The report explores key steps of the typical search process and connects equity-minded principles to each step with the goal of changing the protocols, practices, and norms that form the pathway to the college presidency.
The report found that a search based on equality would allow governing boards and search committees to identify the best qualified candidate for the presidency while also providing a foundation for equity and stability as institutions manage current political, educational, and societal issues.
The five equity-minded principles outlined in this brief offer a way for governing boards and search committees to disrupt traditional hiring routines formed by norms and ameliorate the exclusion of highly qualified individuals who have been historically marginalized in these processes:
- Challenge perceptions of what constitutes a good candidate: Recognize that talent comes in many forms and don’t tie risk and level of experience together for decision making.
- Don’t expect minoritized candidates to be superheroes, and be prepared to support them.
- Examine implicit bias and participate in meaningful bias training: Creates a committee to reflect on biases and focus on intentional open-mindedness.
- Shape an intentional and inclusive presidential leadership prospectus: Use a written prospectus that feels inclusive and does not make candidates “self-select out.”
- Be mindful in the selection of search firms.
The report recommends when going through the search process to ask equity-minded questions such as:
- How can your firm make the search equitable for all candidates?
- What is your firm’s history of hiring finalists from diverse and nontraditional backgrounds?
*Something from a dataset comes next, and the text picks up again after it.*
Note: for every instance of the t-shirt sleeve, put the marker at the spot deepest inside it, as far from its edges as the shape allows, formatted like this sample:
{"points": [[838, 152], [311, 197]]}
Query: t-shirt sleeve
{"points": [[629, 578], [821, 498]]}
- What practices does your firm employ during the search to address mechanisms of exclusion, microaggressions, and bias toward candidates?
- How does the firm you intend to hire train consultants to recognize their biases?
- Does your firm offer bias training to committee and board members? How is their bias training different from the one offered at your institution, assuming you have one?
- How does your firm ensure that the members of the search committee adhere to the equity-minded principles taught in the training?